Just to make sure everyone reading this understands: it worked for me, but it has wiped out other people's tanks when not dosed properly.
 
JC Pollman said:
An alternative:

This year I have battled several outbreaks of nucience algae - the worst was the dinoflaggellets. I went through all the usual procedures and had some progress, but my tank was not anywhere near to the level of appearance I wanted it. I offer the suggestion below - NOTE: it worked for me, and it can cause severe problems if not done right.
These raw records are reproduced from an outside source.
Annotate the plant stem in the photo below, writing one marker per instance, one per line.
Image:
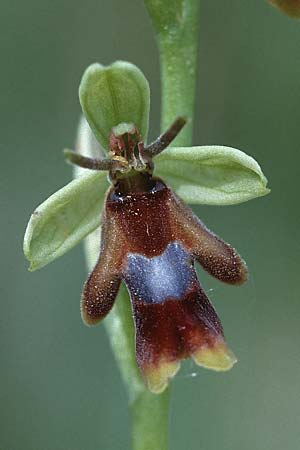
(175, 23)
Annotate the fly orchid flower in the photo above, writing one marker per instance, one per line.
(150, 239)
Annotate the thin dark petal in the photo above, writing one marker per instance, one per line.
(216, 256)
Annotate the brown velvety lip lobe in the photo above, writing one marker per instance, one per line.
(175, 329)
(144, 219)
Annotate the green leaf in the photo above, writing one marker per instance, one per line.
(64, 219)
(212, 175)
(290, 7)
(112, 95)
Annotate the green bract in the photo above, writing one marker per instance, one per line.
(212, 175)
(119, 94)
(112, 95)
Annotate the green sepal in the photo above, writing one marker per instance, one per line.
(211, 175)
(64, 219)
(112, 95)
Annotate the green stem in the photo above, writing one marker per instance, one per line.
(175, 23)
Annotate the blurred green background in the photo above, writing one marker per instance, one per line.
(60, 388)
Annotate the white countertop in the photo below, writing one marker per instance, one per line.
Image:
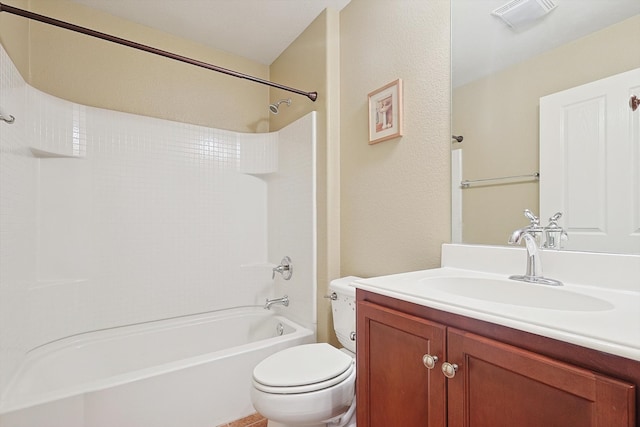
(609, 320)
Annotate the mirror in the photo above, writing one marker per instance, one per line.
(499, 75)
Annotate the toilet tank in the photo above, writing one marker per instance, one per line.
(343, 307)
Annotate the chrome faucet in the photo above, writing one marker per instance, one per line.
(534, 264)
(283, 301)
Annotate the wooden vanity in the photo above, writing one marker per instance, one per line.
(500, 376)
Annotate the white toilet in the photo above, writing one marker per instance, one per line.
(313, 384)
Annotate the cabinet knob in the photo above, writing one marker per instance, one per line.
(449, 369)
(429, 361)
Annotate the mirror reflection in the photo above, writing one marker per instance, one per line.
(499, 74)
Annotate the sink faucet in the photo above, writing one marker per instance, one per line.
(534, 264)
(284, 301)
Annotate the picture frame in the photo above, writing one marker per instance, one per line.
(385, 112)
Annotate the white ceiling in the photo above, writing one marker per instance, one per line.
(261, 29)
(256, 29)
(483, 43)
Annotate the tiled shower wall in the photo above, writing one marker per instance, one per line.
(109, 218)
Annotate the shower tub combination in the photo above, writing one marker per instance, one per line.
(193, 371)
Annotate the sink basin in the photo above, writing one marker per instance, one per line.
(517, 293)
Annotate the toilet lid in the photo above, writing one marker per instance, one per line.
(302, 365)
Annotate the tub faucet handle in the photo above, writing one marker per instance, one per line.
(285, 268)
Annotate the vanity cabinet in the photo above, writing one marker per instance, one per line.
(498, 376)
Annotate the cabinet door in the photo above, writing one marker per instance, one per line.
(498, 385)
(394, 387)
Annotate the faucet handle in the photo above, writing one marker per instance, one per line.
(553, 221)
(535, 221)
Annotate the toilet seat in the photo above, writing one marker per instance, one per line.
(303, 369)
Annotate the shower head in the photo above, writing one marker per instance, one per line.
(274, 107)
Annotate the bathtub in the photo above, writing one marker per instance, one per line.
(193, 371)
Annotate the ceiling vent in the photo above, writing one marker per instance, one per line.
(518, 14)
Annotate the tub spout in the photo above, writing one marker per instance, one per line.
(283, 301)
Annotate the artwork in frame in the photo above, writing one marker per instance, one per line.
(385, 112)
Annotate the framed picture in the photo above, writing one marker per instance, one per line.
(385, 112)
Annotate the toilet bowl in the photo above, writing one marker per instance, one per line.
(312, 384)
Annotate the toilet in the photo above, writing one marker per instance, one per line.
(313, 385)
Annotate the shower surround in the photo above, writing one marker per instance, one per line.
(109, 219)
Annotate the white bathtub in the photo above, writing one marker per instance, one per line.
(193, 371)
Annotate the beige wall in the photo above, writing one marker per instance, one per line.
(498, 117)
(98, 73)
(311, 63)
(395, 195)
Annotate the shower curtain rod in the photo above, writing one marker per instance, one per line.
(62, 24)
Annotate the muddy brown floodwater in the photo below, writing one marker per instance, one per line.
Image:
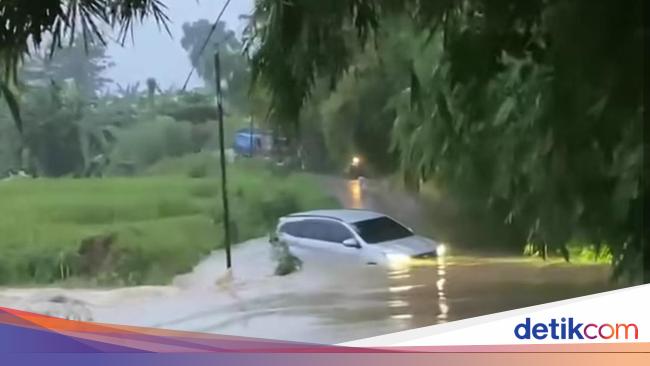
(326, 302)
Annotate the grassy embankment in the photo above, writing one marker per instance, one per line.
(162, 222)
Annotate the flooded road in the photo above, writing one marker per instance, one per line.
(326, 302)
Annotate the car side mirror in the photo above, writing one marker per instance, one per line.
(351, 243)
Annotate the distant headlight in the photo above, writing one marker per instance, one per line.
(397, 258)
(441, 249)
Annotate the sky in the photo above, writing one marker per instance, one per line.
(153, 53)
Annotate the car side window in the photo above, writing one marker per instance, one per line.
(329, 231)
(293, 228)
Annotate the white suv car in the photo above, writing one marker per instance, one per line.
(362, 236)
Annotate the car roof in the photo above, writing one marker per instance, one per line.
(345, 215)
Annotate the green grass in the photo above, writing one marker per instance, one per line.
(164, 222)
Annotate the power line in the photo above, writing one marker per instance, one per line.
(205, 43)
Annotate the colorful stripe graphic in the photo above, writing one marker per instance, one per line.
(25, 338)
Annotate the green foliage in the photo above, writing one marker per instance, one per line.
(83, 63)
(147, 142)
(163, 225)
(501, 108)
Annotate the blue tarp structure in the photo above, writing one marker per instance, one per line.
(245, 144)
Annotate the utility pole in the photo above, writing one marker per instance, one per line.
(224, 186)
(252, 140)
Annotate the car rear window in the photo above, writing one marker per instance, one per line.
(380, 230)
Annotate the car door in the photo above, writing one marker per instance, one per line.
(326, 237)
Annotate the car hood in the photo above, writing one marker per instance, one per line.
(412, 245)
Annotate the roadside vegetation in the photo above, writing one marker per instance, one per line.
(132, 231)
(487, 110)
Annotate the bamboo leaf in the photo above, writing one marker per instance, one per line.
(12, 102)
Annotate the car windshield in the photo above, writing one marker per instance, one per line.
(380, 230)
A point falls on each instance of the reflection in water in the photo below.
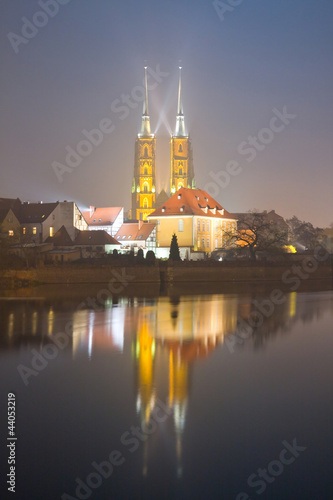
(166, 336)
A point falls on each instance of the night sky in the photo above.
(238, 67)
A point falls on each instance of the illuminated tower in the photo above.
(182, 173)
(143, 188)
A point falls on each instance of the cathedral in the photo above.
(144, 197)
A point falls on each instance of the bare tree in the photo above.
(256, 232)
(304, 233)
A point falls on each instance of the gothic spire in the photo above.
(180, 123)
(145, 124)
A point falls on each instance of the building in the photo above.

This is a very interesting thought, I don't know if I want to run home and try it but I am wondering how many people have tried something like this and what success (or failure) they have had.

Tim
 
Last edited:
JC, I have a phosphate reactor and running carbon and phosban together, so I assume that the baterica is using the carbon. I have a ETSS 800 skimmer and cleaning it every 2 weeks. There are 2 stars, snails and crabs to help to clean the sand. As you see in the pictures, they are not helping and lot of empty shells in the sand. Also the N and P are at perfect/near perfect levels.
 
Last edited:
kc said:
JC, I have a phosphate reactor and running carbon and phosban together, so I assume that the baterica is using the carbon. I have a ETSS 800 skimmer and cleaning it every 2 weeks. There are 2 stars, snails and crabs to help to clean the sand. As you see in the pictures, they are not helping and lot of empty shells in the sand. Also the N and P are at perfect/near perfect levels.

The phosphate reactor only takes out inorganic phosphate, which, in an established tank, is usually about nil. The organic phosphate can only be removed (short of starting over) by removing (skimming) things out of the water that have absorbed/used the phosphate.

As for the carbon - I think you are talking about activated carbon. This is completely different. The bacteria can not use it. I am not a chemist, so I do not know why, but the carbon source has to something along the lines of: sugar, alcohol, vinegar, etc.

As for the N and P levels from the test kits, like I mentioned in my first post, my tank always had perfect, or near perfect, readings. The problem is that the algae is very aggressive and uses it up immediately, so you are not going to see any of it "free floating". N and P have to be there if you are having algae problems. Thankfully the bacteria are even more aggressive than the algae or we would never be able to get them out of the tank.

Warning repeated: the bacteria also use oxygen and the population can explode to the point where you suffocate everything in your tank. That said, if you overdose anything - including salt - you are going to have problems.